After a morning in the sun, we headed back to the hotel to make the most of its spa – one of the most beautiful I’ve ever come across. Inspired by ancient Arab and Roman baths, it’s a subterranean space lit by hundreds of flickering candles, with hot, cold and tepid pools, Jacuzzis and a hammam. There’s also a floatation pool where you can bob around and let your mind drift away – an incredibly relaxing experience (at least it was until Chris accidentally splashed saltwater up my nose – ouch!).
On our second day, we embarked on a mini road trip into the Tabernas Desert, 30km north of Almería. This vast, sun-baked swathe of dunes, scrubland and lunar-like rock formations is hauntingly beautiful and unlike anything else I’ve seen in Europe. It’s been used as a location for countless films and is now home to several Wild West theme parks, but we eschewed them in favour of climbing up to the area’s crumbling Moorish castle, which has spectacular views in every direction.
We started our evenings on the hotel’s rooftop, sipping room-service drinks (sadly there’s no bar up there) as the sun slowly sank behind the Alcazaba. I was struck by just how peaceful it was – apart from occasional sirens, the only sounds were the calls of swifts swooping and darting in the sky above us, and it was hard to believe we were sitting in the middle of a city.

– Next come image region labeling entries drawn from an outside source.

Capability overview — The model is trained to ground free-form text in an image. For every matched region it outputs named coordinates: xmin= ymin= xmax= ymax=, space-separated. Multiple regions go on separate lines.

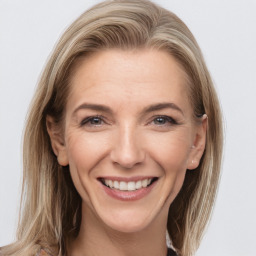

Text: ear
xmin=46 ymin=115 xmax=69 ymax=166
xmin=187 ymin=114 xmax=208 ymax=170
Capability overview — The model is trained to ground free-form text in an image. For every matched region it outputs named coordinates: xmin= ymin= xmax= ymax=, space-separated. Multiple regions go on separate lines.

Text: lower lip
xmin=102 ymin=181 xmax=157 ymax=201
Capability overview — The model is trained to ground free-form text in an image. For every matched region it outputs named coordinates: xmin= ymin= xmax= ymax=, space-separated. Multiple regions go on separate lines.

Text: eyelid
xmin=149 ymin=115 xmax=179 ymax=126
xmin=80 ymin=115 xmax=107 ymax=126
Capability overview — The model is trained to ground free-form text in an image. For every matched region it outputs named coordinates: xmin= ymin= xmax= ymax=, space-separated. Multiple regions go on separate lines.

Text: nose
xmin=110 ymin=126 xmax=146 ymax=169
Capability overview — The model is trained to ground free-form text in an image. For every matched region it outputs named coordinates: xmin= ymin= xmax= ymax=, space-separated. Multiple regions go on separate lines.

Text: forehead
xmin=67 ymin=49 xmax=191 ymax=115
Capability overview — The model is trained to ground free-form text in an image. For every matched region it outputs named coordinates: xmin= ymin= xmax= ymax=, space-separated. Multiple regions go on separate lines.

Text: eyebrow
xmin=143 ymin=102 xmax=184 ymax=116
xmin=73 ymin=102 xmax=184 ymax=115
xmin=73 ymin=103 xmax=113 ymax=115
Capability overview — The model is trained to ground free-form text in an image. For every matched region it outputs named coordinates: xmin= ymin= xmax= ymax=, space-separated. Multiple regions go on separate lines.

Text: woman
xmin=0 ymin=0 xmax=222 ymax=256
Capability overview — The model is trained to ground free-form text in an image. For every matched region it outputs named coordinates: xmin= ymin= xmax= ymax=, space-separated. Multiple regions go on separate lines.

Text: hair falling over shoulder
xmin=0 ymin=0 xmax=223 ymax=256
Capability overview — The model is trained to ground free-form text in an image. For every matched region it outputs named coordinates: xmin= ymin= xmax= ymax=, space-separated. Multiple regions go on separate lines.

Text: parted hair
xmin=0 ymin=0 xmax=223 ymax=256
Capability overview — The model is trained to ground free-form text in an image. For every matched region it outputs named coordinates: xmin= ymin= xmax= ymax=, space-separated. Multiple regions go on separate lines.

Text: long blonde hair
xmin=1 ymin=0 xmax=223 ymax=256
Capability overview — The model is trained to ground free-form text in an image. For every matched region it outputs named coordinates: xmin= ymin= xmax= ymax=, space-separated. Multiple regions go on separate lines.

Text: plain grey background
xmin=0 ymin=0 xmax=256 ymax=256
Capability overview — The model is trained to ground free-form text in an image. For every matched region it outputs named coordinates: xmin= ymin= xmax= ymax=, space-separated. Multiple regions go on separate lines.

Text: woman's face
xmin=50 ymin=49 xmax=206 ymax=232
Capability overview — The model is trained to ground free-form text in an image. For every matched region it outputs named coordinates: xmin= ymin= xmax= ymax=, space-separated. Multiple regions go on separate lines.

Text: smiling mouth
xmin=99 ymin=177 xmax=158 ymax=191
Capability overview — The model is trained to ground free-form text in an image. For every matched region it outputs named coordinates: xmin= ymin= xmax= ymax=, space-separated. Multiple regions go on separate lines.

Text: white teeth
xmin=141 ymin=179 xmax=148 ymax=188
xmin=128 ymin=181 xmax=135 ymax=191
xmin=102 ymin=179 xmax=152 ymax=191
xmin=135 ymin=180 xmax=141 ymax=189
xmin=119 ymin=181 xmax=127 ymax=190
xmin=114 ymin=180 xmax=119 ymax=189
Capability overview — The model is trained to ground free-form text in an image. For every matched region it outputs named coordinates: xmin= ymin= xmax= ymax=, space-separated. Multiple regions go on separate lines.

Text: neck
xmin=68 ymin=205 xmax=167 ymax=256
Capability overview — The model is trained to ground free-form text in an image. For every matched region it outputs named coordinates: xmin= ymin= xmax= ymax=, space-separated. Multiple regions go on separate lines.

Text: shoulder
xmin=167 ymin=248 xmax=178 ymax=256
xmin=36 ymin=249 xmax=52 ymax=256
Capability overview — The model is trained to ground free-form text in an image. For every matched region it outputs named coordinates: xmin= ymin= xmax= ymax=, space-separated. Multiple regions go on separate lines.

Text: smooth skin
xmin=47 ymin=49 xmax=207 ymax=256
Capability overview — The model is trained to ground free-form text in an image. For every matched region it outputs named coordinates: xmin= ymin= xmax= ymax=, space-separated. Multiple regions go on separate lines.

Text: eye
xmin=81 ymin=116 xmax=105 ymax=126
xmin=152 ymin=116 xmax=177 ymax=126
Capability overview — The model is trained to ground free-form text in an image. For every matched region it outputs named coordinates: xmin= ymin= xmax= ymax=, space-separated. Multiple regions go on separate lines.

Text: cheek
xmin=67 ymin=131 xmax=107 ymax=175
xmin=148 ymin=132 xmax=191 ymax=170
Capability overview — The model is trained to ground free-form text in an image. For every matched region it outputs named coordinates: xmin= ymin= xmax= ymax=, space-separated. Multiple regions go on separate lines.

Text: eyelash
xmin=150 ymin=115 xmax=178 ymax=126
xmin=80 ymin=115 xmax=106 ymax=126
xmin=80 ymin=115 xmax=178 ymax=127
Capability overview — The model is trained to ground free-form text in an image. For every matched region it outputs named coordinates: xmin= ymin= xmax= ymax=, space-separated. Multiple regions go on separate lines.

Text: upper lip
xmin=98 ymin=176 xmax=158 ymax=182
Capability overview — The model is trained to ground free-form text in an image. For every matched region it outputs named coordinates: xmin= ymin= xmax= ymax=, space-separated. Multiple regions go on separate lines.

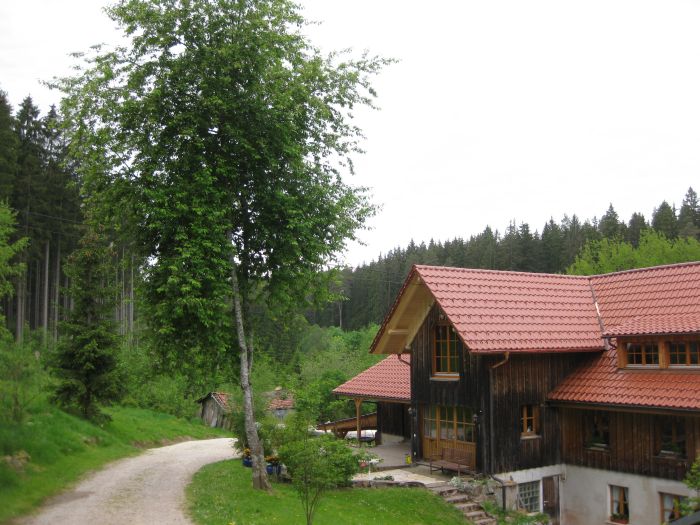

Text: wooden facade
xmin=377 ymin=401 xmax=411 ymax=439
xmin=411 ymin=307 xmax=587 ymax=474
xmin=560 ymin=408 xmax=700 ymax=480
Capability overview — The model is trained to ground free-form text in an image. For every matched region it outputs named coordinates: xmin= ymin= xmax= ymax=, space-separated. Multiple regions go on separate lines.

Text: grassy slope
xmin=0 ymin=406 xmax=227 ymax=523
xmin=187 ymin=460 xmax=465 ymax=525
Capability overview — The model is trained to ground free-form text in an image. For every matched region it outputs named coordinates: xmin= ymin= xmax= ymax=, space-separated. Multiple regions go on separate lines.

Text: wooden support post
xmin=355 ymin=398 xmax=362 ymax=446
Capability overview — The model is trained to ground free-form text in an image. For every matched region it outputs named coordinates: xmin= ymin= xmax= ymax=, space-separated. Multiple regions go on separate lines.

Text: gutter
xmin=489 ymin=352 xmax=510 ymax=474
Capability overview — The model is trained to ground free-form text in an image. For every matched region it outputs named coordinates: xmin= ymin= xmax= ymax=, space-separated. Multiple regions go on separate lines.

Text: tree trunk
xmin=41 ymin=241 xmax=51 ymax=349
xmin=231 ymin=255 xmax=272 ymax=490
xmin=53 ymin=241 xmax=61 ymax=345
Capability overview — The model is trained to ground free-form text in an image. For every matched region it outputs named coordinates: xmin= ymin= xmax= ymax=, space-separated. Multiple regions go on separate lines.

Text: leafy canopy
xmin=56 ymin=0 xmax=387 ymax=378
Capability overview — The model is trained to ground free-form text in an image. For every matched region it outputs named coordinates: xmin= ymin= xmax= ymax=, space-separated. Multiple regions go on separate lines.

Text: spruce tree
xmin=651 ymin=201 xmax=678 ymax=239
xmin=0 ymin=91 xmax=18 ymax=202
xmin=54 ymin=229 xmax=120 ymax=421
xmin=678 ymin=188 xmax=700 ymax=239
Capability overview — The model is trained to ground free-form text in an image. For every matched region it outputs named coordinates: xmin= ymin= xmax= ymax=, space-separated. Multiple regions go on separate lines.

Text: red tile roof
xmin=333 ymin=354 xmax=411 ymax=402
xmin=382 ymin=266 xmax=604 ymax=353
xmin=267 ymin=397 xmax=294 ymax=410
xmin=549 ymin=262 xmax=700 ymax=409
xmin=549 ymin=349 xmax=700 ymax=410
xmin=366 ymin=261 xmax=700 ymax=409
xmin=591 ymin=262 xmax=700 ymax=330
xmin=603 ymin=313 xmax=700 ymax=337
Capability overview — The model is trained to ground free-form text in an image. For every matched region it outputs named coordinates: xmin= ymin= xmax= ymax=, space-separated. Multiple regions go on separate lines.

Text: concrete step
xmin=429 ymin=483 xmax=457 ymax=497
xmin=443 ymin=494 xmax=469 ymax=505
xmin=455 ymin=501 xmax=483 ymax=514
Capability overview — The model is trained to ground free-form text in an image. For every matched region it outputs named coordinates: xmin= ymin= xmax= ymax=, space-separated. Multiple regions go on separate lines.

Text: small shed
xmin=197 ymin=392 xmax=232 ymax=429
xmin=267 ymin=386 xmax=294 ymax=419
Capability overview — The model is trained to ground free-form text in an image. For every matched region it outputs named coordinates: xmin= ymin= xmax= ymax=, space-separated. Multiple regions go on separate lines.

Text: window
xmin=627 ymin=343 xmax=659 ymax=366
xmin=520 ymin=405 xmax=540 ymax=437
xmin=423 ymin=406 xmax=437 ymax=439
xmin=668 ymin=341 xmax=700 ymax=366
xmin=660 ymin=492 xmax=688 ymax=524
xmin=585 ymin=412 xmax=610 ymax=448
xmin=657 ymin=417 xmax=685 ymax=457
xmin=433 ymin=324 xmax=462 ymax=376
xmin=423 ymin=406 xmax=476 ymax=443
xmin=518 ymin=481 xmax=540 ymax=512
xmin=610 ymin=485 xmax=630 ymax=523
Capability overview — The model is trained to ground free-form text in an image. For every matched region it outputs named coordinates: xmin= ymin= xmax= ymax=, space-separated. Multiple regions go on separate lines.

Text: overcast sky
xmin=0 ymin=0 xmax=700 ymax=265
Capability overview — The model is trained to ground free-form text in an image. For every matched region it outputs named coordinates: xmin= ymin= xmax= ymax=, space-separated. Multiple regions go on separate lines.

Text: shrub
xmin=280 ymin=435 xmax=357 ymax=525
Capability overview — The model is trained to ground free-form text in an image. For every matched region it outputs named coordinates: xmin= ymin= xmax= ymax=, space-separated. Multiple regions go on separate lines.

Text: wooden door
xmin=542 ymin=476 xmax=559 ymax=525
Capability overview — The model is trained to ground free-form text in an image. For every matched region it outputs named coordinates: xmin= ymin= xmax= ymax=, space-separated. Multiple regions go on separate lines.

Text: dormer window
xmin=433 ymin=324 xmax=462 ymax=377
xmin=668 ymin=341 xmax=700 ymax=366
xmin=617 ymin=335 xmax=700 ymax=369
xmin=627 ymin=343 xmax=659 ymax=366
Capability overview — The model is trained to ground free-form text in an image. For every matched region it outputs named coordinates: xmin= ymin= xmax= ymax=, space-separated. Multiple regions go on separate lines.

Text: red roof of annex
xmin=333 ymin=354 xmax=411 ymax=403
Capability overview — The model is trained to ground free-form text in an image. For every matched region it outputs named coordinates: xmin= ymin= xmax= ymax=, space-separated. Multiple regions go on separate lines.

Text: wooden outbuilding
xmin=197 ymin=392 xmax=232 ymax=429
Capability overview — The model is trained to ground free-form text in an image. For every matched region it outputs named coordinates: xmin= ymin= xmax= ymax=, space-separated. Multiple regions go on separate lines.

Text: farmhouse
xmin=336 ymin=262 xmax=700 ymax=525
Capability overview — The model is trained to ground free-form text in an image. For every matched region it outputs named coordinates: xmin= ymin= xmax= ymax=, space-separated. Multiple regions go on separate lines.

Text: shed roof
xmin=333 ymin=354 xmax=411 ymax=403
xmin=197 ymin=392 xmax=233 ymax=412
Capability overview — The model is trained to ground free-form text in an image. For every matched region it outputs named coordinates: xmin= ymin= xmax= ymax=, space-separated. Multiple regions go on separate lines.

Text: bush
xmin=0 ymin=333 xmax=48 ymax=423
xmin=280 ymin=435 xmax=357 ymax=525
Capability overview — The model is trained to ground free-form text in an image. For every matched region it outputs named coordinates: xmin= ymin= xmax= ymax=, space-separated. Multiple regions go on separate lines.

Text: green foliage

Once darkness fell, we headed out to explore Almería’s food scene. The city is renowned for its tapas bars (in fact it’s Spain’s gastronomic capital for 2019) and we hopped from one to another, sampling everything from super-fresh seafood to delicious cheeses. Our favourites were Taberna Joseba Añorga (an upscale yet relaxed Basque bar next-door to the hotel), Nuestra Tierra (a new-ish place with a few unusual options), La Encina (more traditional, with legs of jamón dangling from the ceiling) and Restaurante Teteria Aljaima (which serves Moroccan tapas). It was a fun way to try lots of different things and, as most bars give you a free tapa every time you buy a drink, it was good-value, too.
All in all, I’d highly recommend visiting Almería. It’s not the most obvious destination for a city break, but if you want good food, fascinating history, a stylish place to stay and lots of sunshine, then trust me: you’ll love it!
Please note this is not a sponsored post, and we paid for our stay in Almería in full.